Domain local allocation buffers by sadiqj · Pull Request #508 · ocaml-multicore/ocaml-multicore

sadiqj · 2021-03-23T18:29:17Z

This PR extends #484

We now resize the global minor heap lazily based on the number of running domains participating in a minor collection
Memory is only committed/released when the number of running domains changes, which should be rarely at steady state
Domain local allocation buffers are set to 1/8th of the global minor per domain heap size and are replenished as necessary
It has been rebased on to 4.12

There is currently one failing test locally, timing.ml. I'm still trying to figure out what's going on with that.

abbysmal

Thanks for this work!
I think the changes are fine, I found a thing or two that looks weird, but overall the core logic looks sane to me.
The minor heap setting bits are a bit tricky, I will address these as I take over the branch. (and I think the testsuite deserves more coverage for these)

Naming wise, I think things make sense now, there's a few config options we may want to change, I will take care of this later as well.
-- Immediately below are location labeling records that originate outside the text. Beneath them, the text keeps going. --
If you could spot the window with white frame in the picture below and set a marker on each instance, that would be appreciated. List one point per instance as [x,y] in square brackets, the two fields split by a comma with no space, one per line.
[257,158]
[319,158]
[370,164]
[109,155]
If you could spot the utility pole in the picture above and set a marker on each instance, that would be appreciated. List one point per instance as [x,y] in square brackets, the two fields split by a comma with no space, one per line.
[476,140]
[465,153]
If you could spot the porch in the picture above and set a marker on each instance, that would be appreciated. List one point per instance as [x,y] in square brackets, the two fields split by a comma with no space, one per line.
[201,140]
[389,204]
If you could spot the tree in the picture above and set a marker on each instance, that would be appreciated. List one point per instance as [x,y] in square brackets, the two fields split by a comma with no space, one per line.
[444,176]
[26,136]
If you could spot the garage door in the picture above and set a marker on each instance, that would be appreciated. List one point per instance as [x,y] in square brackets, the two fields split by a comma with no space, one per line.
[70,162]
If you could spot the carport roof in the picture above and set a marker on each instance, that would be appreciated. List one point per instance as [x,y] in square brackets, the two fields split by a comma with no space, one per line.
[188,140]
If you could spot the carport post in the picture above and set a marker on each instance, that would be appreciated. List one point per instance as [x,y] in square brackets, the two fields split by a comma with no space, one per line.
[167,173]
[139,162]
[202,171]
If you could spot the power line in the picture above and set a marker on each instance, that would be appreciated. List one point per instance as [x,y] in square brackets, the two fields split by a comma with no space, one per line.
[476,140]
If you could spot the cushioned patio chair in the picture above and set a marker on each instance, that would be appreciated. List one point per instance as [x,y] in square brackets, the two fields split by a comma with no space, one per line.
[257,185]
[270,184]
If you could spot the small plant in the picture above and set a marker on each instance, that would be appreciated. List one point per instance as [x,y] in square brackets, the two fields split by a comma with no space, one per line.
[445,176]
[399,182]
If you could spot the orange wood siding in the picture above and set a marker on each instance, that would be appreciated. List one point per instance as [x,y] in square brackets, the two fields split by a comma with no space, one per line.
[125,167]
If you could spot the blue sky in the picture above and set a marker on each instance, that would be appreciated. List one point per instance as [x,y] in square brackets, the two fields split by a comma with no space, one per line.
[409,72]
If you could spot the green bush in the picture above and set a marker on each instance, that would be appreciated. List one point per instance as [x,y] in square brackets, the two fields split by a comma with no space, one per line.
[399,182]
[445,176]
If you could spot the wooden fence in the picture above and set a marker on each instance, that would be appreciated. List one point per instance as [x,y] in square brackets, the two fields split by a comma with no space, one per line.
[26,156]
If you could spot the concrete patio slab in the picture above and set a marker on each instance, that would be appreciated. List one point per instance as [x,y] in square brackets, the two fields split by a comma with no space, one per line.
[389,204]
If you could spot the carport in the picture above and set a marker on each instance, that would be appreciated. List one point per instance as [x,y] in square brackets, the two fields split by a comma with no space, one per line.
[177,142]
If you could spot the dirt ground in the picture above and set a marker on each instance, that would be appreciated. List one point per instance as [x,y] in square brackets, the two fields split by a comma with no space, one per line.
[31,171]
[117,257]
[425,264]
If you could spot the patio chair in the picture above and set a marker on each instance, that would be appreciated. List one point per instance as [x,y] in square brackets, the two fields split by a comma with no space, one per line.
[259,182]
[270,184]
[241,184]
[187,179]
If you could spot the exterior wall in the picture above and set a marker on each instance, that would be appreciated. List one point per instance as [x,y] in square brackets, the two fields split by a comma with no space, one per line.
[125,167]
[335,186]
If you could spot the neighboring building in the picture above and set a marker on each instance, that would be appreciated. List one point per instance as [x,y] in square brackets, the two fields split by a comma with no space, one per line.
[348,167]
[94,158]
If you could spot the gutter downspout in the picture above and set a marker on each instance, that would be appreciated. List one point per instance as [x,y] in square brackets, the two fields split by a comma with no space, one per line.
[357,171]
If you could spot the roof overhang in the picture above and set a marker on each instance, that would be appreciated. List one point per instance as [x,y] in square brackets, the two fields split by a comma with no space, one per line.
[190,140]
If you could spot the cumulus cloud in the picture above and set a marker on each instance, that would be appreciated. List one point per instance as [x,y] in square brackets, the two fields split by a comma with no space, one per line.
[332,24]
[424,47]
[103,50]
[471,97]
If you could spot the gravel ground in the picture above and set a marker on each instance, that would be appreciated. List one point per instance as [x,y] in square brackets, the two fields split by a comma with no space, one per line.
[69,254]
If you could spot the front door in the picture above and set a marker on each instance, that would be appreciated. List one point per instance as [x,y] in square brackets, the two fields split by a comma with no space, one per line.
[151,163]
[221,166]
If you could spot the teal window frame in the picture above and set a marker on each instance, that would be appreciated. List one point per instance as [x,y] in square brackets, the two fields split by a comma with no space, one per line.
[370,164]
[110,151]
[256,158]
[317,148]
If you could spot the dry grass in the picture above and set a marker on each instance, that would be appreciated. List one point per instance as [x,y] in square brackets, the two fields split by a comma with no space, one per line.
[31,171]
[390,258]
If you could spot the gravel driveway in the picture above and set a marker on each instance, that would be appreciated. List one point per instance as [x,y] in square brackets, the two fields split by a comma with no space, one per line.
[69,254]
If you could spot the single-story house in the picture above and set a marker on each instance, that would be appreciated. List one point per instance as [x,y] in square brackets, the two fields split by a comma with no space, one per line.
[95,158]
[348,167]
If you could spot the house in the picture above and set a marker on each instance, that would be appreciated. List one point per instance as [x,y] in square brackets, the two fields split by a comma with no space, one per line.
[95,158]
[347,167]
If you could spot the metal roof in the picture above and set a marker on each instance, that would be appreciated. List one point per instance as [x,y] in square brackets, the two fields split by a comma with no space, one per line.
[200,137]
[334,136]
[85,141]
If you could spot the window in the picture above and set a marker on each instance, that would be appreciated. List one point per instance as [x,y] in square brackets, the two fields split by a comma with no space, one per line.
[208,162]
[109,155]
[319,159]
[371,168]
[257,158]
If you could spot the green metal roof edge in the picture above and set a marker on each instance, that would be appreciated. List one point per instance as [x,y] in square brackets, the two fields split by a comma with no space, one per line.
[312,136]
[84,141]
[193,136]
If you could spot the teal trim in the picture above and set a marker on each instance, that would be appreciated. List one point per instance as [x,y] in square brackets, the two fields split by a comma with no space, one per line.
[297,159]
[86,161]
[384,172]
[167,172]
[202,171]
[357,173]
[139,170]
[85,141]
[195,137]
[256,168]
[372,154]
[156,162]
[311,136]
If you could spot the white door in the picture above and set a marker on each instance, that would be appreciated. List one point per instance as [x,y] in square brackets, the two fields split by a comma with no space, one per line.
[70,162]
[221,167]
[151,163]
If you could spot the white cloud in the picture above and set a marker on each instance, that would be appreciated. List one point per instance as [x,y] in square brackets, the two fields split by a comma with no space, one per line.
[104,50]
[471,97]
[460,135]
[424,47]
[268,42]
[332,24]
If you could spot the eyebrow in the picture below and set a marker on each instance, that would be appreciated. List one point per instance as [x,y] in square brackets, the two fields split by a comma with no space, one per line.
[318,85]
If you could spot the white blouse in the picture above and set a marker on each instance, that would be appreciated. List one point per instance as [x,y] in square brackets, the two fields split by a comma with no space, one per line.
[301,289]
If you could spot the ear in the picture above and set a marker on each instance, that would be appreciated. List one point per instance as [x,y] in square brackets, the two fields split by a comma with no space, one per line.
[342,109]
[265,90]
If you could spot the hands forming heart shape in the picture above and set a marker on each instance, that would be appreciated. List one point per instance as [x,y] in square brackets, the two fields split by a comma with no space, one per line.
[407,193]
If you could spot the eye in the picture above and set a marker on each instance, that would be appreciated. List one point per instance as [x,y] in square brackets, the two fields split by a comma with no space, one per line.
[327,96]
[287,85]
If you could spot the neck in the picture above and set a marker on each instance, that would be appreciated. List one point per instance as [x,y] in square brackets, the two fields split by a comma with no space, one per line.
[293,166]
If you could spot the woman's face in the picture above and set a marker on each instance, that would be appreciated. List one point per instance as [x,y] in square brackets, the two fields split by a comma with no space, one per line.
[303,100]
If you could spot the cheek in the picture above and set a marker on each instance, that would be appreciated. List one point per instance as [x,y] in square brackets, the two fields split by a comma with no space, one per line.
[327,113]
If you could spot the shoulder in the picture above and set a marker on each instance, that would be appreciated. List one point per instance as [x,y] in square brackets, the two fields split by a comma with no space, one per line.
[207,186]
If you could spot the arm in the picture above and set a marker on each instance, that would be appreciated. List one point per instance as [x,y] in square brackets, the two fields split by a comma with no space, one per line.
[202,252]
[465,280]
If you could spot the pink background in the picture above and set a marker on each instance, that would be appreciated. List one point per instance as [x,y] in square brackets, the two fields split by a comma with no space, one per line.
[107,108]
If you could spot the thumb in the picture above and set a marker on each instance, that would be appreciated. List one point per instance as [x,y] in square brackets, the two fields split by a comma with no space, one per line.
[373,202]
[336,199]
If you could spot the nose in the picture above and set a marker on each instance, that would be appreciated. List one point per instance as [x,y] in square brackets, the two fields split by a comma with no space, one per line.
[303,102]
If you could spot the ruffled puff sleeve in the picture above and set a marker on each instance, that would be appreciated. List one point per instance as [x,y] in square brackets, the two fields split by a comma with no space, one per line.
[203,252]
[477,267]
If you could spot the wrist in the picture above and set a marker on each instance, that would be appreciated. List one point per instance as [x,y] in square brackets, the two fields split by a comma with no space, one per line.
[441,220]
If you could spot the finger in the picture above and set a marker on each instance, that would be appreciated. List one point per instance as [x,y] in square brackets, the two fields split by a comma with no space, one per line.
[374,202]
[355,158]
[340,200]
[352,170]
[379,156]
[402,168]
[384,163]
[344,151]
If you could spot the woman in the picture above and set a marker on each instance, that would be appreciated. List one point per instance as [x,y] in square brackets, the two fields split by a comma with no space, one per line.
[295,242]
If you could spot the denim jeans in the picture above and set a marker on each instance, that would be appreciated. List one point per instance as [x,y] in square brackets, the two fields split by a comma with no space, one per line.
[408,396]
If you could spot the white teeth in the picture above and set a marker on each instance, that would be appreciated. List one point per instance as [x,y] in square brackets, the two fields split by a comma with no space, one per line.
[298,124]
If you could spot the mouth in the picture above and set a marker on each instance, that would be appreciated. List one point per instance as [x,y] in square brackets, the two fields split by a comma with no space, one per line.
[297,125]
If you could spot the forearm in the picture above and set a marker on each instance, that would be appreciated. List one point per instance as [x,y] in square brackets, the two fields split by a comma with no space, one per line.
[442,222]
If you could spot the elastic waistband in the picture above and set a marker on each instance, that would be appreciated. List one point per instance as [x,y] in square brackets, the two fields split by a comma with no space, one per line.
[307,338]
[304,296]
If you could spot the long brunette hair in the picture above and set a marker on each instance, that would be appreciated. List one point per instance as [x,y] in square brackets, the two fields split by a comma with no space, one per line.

abbysmal · 2021-04-01T13:07:36Z

runtime/minor_gc.c

+  // Calculate the size of the existing mapping
+  int global_minor_heap_size = caml_global_minor_heap_limit - caml_global_minor_heap_start;
+  // Now using the number of participating domains, we calculate the new size
+  int new_global_minor_heap_size = participating_domains*Bsize_wsize(global_minor_heap_wsz_per_domain) + caml_global_minor_heap_start;


I think adding caml_global_minor_heap_start wasn't meant here
It just works because everything is page aligned (and thus, is effectively adding zero to the number).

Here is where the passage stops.